Sir David Attenborough’s Blue Planet II may have created the platform for the plastic issue but, with a long history of championing sustainable design, McCloud is more than qualified to preside over the conversation.

He’s joined by Adam Fairweather from Smile Plastics, who transforms the likes of recycled yoghurt pots into a marble-like material that is lightweight and sound absorbing — the perfect splashback for the bathroom or for tabletops for trendy restaurants such as Hoxton's Cub.

Then there’s Vanessa Yuan, founder of Eco-birdy, which creates colourful children’s furniture from broken or unwanted plastic toys.

Not only are these funky chairs and rhino-shaped lights made from recycled materials, crucially, they are also totally recyclable when they come to the end of their life, too.

Craftsman James Micheal Shaw is also on stage, talking about how the market for his unique, handmade tables and door handles are a clientele who would normally opt for polished marble or brass.

REDEFINING PLASTICS

McCloud reveals that we now have enough materials in the UK to create every product we could ever possibly need.

Yet, currently, only nine per cent of plastics is recycled.

Kevin McCloud's Green Heroes

Seven revolutionary, useful and eco-friendly products to look out for...

 

1. Bio-Bea
Eco-briquettes made from recycled coffee grounds to power solid fuel stoves, chimineas and open fires.

2. The Bamboo Bicycle Club
Helps passionate cyclists to build and ride their own self-build bicycles with bamboo frames.

3. Lucentia-design
Sourcing plastics at the end of their useful lives, Lucentia-design recycles them into fresh new sheet material.

4. Goldfinch Furniture
Ethical timber furniture of an outstanding quality and provenance, they alsopass on furniture making skills to young people in their local area. 

5. Claire Potter
Upcycles used plastic bottles, manipulating them into unique sculptural light fixtures.

6. GIY Mycofoam
A Grow-It-Yourself foam that aims to replace plastic foams like Styrofoam with an Earth friendly alternative - made from Mushrooms. 

7. H.G. Matthews
Structural blocks, insulating blocks, mortars and plasters made from two waste resources - straw and clay rich earth - for building beautifully natural homes.

“The likes of plastic bags and cotton buds only make up a third of the plastic waste in our ocean,” says Craig Bennett, CEO of Friends of the Earth, partners for this year’s Grand Designs.

A significant 18 per cent of plastic in the sea comes from vehicle tires; nine per cent from the fibres of synthetic clothing when we wash our clothes and five per cent from cigarettes.

Did you even know there was plastic in cigarettes? Or that, because of our waste streams, we’re now irrigating farmers’ fields with plastic as well as water?

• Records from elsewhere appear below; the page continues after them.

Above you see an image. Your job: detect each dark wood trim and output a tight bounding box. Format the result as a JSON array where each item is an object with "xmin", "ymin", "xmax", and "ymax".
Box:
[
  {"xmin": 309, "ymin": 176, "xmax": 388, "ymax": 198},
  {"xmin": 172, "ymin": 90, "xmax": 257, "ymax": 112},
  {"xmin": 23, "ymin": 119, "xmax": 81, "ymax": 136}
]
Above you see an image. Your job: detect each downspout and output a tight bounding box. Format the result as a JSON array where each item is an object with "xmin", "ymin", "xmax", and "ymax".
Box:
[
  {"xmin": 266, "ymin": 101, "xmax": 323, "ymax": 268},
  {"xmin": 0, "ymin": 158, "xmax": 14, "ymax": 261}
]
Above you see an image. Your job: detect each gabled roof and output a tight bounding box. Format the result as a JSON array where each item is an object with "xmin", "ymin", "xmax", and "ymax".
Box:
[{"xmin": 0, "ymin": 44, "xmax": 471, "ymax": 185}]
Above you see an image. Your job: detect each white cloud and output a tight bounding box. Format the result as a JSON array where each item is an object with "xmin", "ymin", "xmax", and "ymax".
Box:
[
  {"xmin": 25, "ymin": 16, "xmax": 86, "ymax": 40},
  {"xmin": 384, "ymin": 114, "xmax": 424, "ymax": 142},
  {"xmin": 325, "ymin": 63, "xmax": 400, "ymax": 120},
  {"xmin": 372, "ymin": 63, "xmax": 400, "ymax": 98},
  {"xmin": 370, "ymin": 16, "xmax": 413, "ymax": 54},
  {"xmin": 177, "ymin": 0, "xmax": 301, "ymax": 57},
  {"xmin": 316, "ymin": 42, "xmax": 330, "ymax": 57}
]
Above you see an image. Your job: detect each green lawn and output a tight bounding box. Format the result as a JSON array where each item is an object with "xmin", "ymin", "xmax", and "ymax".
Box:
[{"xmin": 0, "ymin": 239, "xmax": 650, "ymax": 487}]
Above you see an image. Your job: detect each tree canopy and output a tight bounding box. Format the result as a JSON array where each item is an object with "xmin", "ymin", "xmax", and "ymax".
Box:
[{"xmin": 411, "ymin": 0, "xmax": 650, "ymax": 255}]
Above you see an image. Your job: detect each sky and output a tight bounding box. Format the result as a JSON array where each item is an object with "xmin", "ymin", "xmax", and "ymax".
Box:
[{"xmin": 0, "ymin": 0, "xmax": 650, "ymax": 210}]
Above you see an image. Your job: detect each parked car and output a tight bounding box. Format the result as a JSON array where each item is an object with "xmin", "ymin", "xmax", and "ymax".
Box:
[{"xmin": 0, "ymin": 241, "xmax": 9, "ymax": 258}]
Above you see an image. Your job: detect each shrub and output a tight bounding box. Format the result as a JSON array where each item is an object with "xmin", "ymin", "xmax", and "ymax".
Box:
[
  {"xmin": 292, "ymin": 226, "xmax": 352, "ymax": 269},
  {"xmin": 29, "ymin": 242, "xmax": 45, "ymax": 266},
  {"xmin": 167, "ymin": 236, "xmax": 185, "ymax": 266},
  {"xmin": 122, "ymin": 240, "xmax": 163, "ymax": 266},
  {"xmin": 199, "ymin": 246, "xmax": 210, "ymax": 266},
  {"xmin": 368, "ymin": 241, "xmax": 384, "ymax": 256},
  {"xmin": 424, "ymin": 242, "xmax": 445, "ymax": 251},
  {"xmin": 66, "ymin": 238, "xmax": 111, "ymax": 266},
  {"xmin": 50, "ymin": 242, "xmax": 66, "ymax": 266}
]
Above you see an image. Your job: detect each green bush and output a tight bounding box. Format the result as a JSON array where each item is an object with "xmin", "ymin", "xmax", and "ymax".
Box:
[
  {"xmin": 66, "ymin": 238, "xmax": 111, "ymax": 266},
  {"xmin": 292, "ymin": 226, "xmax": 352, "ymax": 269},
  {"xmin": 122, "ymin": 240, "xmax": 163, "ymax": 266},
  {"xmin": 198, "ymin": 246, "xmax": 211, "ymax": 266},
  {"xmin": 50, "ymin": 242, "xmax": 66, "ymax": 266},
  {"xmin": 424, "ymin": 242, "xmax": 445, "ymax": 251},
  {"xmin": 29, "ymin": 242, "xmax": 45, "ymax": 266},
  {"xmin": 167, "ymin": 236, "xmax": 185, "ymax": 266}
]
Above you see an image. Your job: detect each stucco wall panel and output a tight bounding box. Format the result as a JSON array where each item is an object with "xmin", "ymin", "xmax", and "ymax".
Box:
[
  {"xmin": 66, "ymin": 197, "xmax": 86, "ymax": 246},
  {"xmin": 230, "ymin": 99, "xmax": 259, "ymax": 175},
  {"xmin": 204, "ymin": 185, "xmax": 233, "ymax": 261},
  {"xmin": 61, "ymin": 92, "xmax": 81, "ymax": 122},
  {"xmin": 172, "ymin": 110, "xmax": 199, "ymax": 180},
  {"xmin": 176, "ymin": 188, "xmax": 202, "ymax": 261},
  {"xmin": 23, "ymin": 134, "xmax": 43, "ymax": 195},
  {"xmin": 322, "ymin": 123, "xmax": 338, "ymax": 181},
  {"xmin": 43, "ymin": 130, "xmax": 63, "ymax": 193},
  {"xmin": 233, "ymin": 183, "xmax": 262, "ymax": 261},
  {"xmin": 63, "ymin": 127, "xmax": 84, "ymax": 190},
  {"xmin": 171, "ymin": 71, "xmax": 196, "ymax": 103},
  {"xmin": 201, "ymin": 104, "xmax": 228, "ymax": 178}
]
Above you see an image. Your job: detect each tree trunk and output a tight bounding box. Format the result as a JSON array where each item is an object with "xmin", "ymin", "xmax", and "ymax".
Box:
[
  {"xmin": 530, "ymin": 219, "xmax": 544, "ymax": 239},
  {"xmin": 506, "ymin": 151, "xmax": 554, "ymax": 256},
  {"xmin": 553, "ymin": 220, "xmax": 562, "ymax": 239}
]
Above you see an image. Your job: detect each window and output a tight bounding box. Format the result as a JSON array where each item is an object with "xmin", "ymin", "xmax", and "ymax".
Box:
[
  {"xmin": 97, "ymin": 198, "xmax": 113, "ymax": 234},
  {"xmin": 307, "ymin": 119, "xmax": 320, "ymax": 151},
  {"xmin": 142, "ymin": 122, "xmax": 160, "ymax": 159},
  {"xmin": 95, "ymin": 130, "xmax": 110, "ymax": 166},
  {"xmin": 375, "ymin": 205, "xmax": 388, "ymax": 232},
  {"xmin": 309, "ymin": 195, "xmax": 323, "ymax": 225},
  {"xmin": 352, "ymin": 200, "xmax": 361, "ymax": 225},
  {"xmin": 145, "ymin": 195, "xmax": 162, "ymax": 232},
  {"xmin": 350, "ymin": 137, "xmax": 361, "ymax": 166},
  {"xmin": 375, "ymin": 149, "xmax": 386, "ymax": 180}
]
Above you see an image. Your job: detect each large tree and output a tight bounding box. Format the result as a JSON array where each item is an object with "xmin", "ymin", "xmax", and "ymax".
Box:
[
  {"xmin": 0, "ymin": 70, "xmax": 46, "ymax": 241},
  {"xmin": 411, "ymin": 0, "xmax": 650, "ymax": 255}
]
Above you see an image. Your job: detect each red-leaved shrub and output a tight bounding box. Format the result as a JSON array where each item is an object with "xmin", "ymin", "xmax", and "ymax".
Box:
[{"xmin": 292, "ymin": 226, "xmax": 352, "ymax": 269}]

It’s been well documented that a third of the fish we eat in Britain has plastic particles in it, but we are in the very early days of really understanding the effects plastics are having on our health, says Bennett.

He argues that we ultimately need to move away from using plastics altogether - but that seems about as far away as creating plastic from human waste.

The trick for now, they all agree, is that we need to re-imagine how we think about plastics.

As founder of Cub, Ryan Chetiyawardana, recenty said: “Plastic is the stuff of science fiction. It’s the only thing that will never perish and we throw it away instantly.”

We need to have more appreciation for the process of making plastic how and reassess what we desire as consumers.

Chandelier at Grand Designs Live 2018 made from recycled bottle tops.
Stella Corall

We’re used to seeing plastic in a model form, but it's time to move past that — in the same way that we now appreciate recycled paper will have a more earthy hue rather than being a brilliant white; or how we are learning to like our vegetables a lot more organic and a little bit more wonky.

Have you ever seen a plastic chandelier? The idea sounds somewhat absurd. Yet, that’s exactly what’s hanging in pride of place in the centre of the home-building exhibition, created by Stella Corall from recycled bottle tops collected at the London ExCeL.

It's a shimmering example of how all our waste can be transformed into treasure.